The sticking point has been the slow development of Powerline communication
(PLC) equipment, which allows utilities to insert data signals into their
power lines.


But companies like Chelmsford, Mass.-based Amperion are beginning to change that.
Amperion focuses on medium-voltage power lines, which don’t connect
directly to homes, but are located within a few hundred meters of every
home and business, according to the company. On Wednesday, Amperion
unveiled its Amperion Connect Powerline system and PowerWiFi access.

The Amperion Connect system is a suite of hardware and software products
that enable broadband access, backhaul and internal utility services.
PowerWiFi extends the solution to the last mile, using 802.11b
to link end-users to the powerline network.

The company added that its technology easily integrates with other access
technologies, including low-voltage powerline, HomePlug standardized
powerline equipment, and DSL. Amperion said it has seen results of up to 18
mbps throughput with a direct powerline connection and up to 6 mbps with a
WiFi connection, speeds which should make the technology an attractive
option to both small businesses and residential users.

“PowerWiFi access enables us to deliver broadband quickly and
inexpensively,” said Philip G. Hunt, founder and CEO of Amperion. “The
proven flexibility and economies of scale offered by WiFi, combined with
the pervasiveness of power lines, gives us an inherently safe means of
delivering broadband to the widest number of families and businesses.
Amperion Connect provisions broadband to a neighborhood in the quickest
manner, resulting in service in hours instead of days.”

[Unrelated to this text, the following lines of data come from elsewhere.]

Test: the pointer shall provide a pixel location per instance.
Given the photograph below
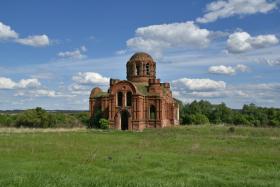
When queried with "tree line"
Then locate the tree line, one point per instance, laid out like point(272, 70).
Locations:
point(40, 118)
point(197, 112)
point(203, 112)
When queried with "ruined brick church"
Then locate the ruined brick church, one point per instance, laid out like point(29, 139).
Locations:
point(139, 102)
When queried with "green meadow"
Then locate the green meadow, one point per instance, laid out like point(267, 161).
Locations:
point(183, 156)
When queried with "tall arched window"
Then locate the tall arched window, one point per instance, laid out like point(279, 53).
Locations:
point(119, 99)
point(148, 69)
point(128, 98)
point(137, 69)
point(152, 112)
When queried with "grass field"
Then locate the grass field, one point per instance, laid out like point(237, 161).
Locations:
point(185, 156)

For utilities, the technology — which can be quickly added to existing
infrastructure — offers new revenue streams and new methods of operating
their networks. The utilities can choose to lease their lines or create
subsidiary service providers. Either way, service providers could use the
technology to reach customers that were previously unreachable with
broadband.

“The Amperion team’s PLC expertise and vision has resulted in an economical
last mile solution that provides broadband to virtually everyone,
everywhere,” said Sandra K. Williams, senior counsel of Dublin, Ohio-based
AEP, one of the largest electric utilities in the U.S. and one of
Amperion’s investors. “PowerWiFi access deploys 802.11 in a distributed
architecture that ensures density of coverage, high speed, and transforms
WiFi into a ubiquitous, high reliability broadband network.”

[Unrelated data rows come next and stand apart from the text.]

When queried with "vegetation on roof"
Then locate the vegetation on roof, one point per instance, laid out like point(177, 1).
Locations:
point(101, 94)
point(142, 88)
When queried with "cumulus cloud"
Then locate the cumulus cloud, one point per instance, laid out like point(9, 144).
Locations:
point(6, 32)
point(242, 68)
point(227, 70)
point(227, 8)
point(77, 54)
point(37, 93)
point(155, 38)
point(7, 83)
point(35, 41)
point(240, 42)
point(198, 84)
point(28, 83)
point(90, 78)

In addition to its status as an investor, AEP is also one of three
utilities performing market trials with Amperion’s technology. While AEP
has not yet deployed Amperion Connect, the other two, including Allentown,
Pa.-based giant PPL Corp. and an undisclosed utility, have
deployed the technology. Amperion spokesperson Amy Burnis added that the
company is in talks with other utilities as well. “We have a pretty good
demand for our product,” she said.


Amperion, founded in June 2001, is backed by AEP, Cisco Systems , and venture capital firm Redleaf.